Wired’s Danger Room columnist recently took a trip to the Association of the U.S. Army conference held in Washington D.C. to get a look at the latest and greatest gadgets that contractors are developing for America’s armed forces.
Among the items was a videogame, dubbed Call of Duty: Afghanistan by Wired, which allows trainees to work on a variety of skills, including maneuvering and leadership tactics.
The scene in question features a model of Afghanistan’s Ganjgak Valley with participants taking part in “key leader engagement training,” or military personnel interviewing local dignitaries as they attempt to mine information.
U.S. Army Training and Doctrine Command’s Mark Covey, who was named by Fast Company as one of the 100 Most Creative People in Business for 2010, described the simulation stating, “They are learning about the area of operation they are preparing to go to. At the same time, they are also learning how to do small arms tactics in this type of environment.”

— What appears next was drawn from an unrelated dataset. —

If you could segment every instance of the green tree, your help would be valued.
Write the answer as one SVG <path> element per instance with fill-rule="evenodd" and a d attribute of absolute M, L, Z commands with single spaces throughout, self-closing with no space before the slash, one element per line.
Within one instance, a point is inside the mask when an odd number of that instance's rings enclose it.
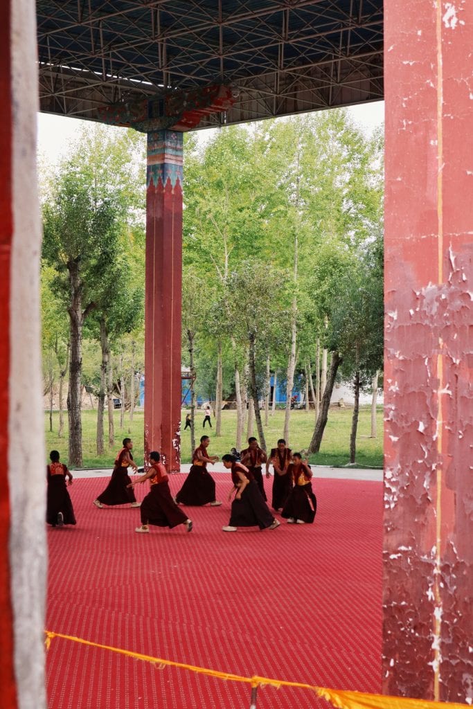
<path fill-rule="evenodd" d="M 52 286 L 62 296 L 69 318 L 71 465 L 82 465 L 84 325 L 97 307 L 104 275 L 117 257 L 123 225 L 127 218 L 134 220 L 143 204 L 143 191 L 140 193 L 131 179 L 140 140 L 133 131 L 113 135 L 96 126 L 85 130 L 60 164 L 43 207 L 43 258 L 55 269 Z"/>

The leader, be it a company commander or platoon leader, can also come into the training and be afforded a “God’s eye view,” which allows them to monitor how well their charges are performing in the simulation. An “after action review capability” allows the leaders and field personnel to gather and critique the mission.
The technology was described as “a relatively cheap piece of equipment,” as “it’s nothing more than a desktop computer tied to three different monitors.”